Systems course content. Although the reliability of an SSCI as an assessment instrument is not yet established, ever since its initial design in 2001 it has been widely used in over twelve schools for research in understanding problems encountered by students taking Signals and Systems courses (Wage, Buck, & Wright, 2004). Without the information about the reliability of an instrument, the consistency of the results of any research using that particular instrument remains questionable (Gilbert, 1989). However, in an interest to include all the discussion in the literature about possible obstacles in conceptual understanding of Signals and Systems course content, I am presenting the results of a study conducted using an SSCI (Wage, Buck, & Wright, 2004) that claims that the mathematical understanding of students contribute towards conceptual learning of concepts covered in Signals and Systems courses.

a) The study claimed a positive correlation of the gain in SSCI scores of the students with their grades in some prerequisite courses (calculus, differential equations, and circuits) within the curriculum of electrical and computer engineering.

b) Wage, Buck, and Wright (2004) argued, based on students' responses in SSCI pretests and posttests, about the presence of three persistent misconceptions in students. Firstly, they suggested that students incorrectly believed that the real impulse response corresponds only to systems with real poles and zeros. Secondly, they claimed that the students incorrectly thought that the multiplication in the time domain corresponds to multiplication in the frequency domain as well. Thirdly, they asserted that the students falsely believed that a frequency response with two resonant peaks have one pole in the left-half plane

and one in the right-half plane, that is, they mistakenly reverse the roles of the real and imaginary axes of the pole-zero plot.

c) A few studies have suggested that the students face difficulties in understanding the need and importance of transforms, which further confuse them to connect alternate shapes of the same signal in different domains (Wage, Buck, & Wright, 2004; Buck & Wage, 2005; Wage, Buck, & Hjalmarson, 2006a).

2. Nasr, Hall, and Garik (2009) have argued that the students find difficulties in doing convolution by graphical method. They suggest that while performing convolution by graphical method, students demonstrate problems in solving long integrals, multiplying two signals, putting appropriate limits, defining signals piece-wise, and flipping and shifting the signal. They further claimed that the difficulty in doing convolution was more significant when one of the two functions being convolved had any of these characteristics: (i) did not begin at t=0, (ii) was piece-wise, (iii) was non- causal, and (iv) had negative values over a certain interval of time (Nasr, Hall, & Garik, 2009).

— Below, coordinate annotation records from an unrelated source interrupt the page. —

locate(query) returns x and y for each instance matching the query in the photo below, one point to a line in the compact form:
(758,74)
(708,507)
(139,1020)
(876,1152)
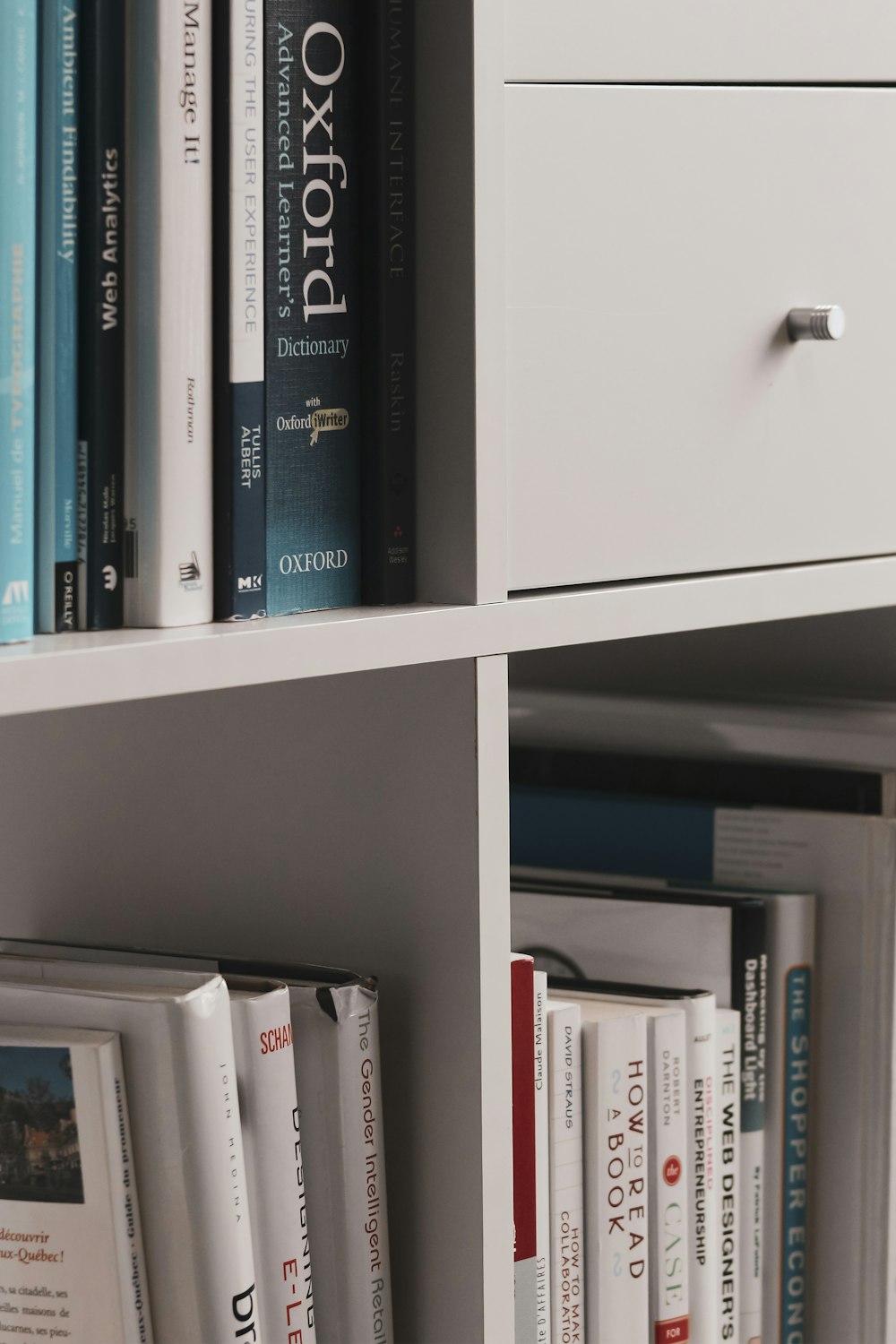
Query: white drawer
(659,418)
(753,40)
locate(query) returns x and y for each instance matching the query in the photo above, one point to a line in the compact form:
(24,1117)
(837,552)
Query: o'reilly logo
(314,561)
(16,593)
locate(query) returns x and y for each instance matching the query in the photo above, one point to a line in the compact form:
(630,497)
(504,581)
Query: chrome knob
(825,322)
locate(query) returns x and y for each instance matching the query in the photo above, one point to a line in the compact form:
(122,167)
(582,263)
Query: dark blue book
(239,312)
(389,239)
(61,531)
(101,349)
(18,300)
(312,293)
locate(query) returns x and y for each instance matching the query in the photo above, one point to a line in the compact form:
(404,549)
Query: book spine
(748,995)
(616,1177)
(101,306)
(567,1171)
(541,1161)
(18,314)
(340,1102)
(168,333)
(389,395)
(239,309)
(210,1129)
(700,1016)
(312,312)
(274,1169)
(728,1167)
(669,1179)
(786,1226)
(58,550)
(524,1150)
(129,1245)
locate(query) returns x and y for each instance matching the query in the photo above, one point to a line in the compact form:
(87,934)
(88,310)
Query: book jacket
(389,239)
(18,222)
(101,308)
(70,1236)
(238,241)
(312,343)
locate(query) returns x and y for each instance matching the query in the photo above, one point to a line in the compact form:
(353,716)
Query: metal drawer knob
(825,322)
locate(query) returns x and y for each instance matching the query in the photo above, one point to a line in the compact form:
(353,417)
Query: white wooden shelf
(56,672)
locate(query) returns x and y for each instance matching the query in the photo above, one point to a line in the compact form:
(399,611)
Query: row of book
(696,804)
(153,1180)
(207,357)
(672,1061)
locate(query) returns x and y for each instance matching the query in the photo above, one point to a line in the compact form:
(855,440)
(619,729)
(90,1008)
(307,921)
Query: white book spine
(188,1150)
(129,1242)
(700,1013)
(274,1171)
(567,1174)
(731,1217)
(338,1082)
(616,1179)
(541,1163)
(168,464)
(669,1177)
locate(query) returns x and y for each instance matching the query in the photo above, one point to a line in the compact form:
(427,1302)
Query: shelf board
(56,672)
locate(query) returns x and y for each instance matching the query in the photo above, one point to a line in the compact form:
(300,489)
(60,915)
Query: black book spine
(238,311)
(389,494)
(312,306)
(101,354)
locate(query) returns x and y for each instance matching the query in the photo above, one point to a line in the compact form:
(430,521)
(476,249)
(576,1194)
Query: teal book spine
(18,247)
(312,306)
(61,513)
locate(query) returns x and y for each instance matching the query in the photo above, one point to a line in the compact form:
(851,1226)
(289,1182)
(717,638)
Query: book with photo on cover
(70,1238)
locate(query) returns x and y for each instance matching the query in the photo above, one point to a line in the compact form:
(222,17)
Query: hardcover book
(18,301)
(731,1223)
(101,379)
(312,314)
(70,1234)
(168,481)
(177,1048)
(567,1171)
(524,1150)
(238,38)
(61,524)
(389,241)
(599,927)
(541,1161)
(614,1070)
(276,1174)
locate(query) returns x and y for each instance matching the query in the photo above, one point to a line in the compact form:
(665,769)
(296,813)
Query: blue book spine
(61,531)
(18,247)
(312,319)
(239,309)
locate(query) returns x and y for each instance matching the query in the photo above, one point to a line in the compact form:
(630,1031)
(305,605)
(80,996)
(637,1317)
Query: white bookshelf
(333,787)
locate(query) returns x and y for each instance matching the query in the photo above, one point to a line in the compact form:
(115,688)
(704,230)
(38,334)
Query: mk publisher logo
(16,593)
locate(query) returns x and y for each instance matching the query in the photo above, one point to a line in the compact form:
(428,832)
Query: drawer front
(772,40)
(659,418)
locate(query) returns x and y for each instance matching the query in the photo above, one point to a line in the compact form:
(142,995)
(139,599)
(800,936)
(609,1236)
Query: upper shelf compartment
(702,40)
(659,421)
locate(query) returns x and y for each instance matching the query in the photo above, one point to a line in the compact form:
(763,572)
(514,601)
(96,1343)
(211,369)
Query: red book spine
(522,1072)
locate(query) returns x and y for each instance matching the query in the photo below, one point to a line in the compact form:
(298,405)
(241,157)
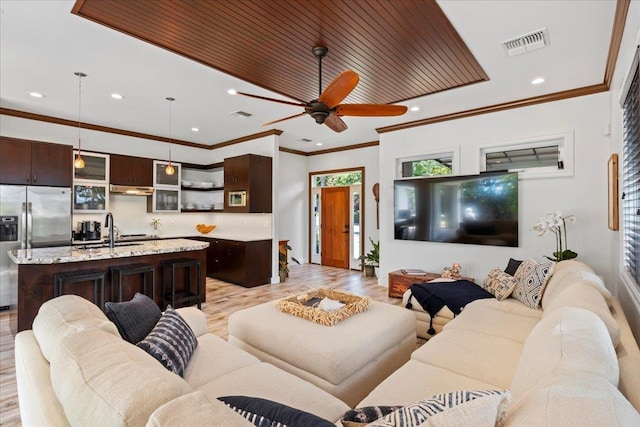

3. Nelson, Hjalmarson, and Wage (2011) used two types of in-class assessments: group exercises and individual exams to observe students' understandings of Signals and Systems course content. They claimed that the mathematical areas where students exhibited significant gaps in their knowledge were i) definitions and/or evaluation of the conditions of causality and stability of a system, ii) mathematical representation of signals and systems as either a function or a graph, iii) different types of independent and dependent variables together in a function, and v) impulse response.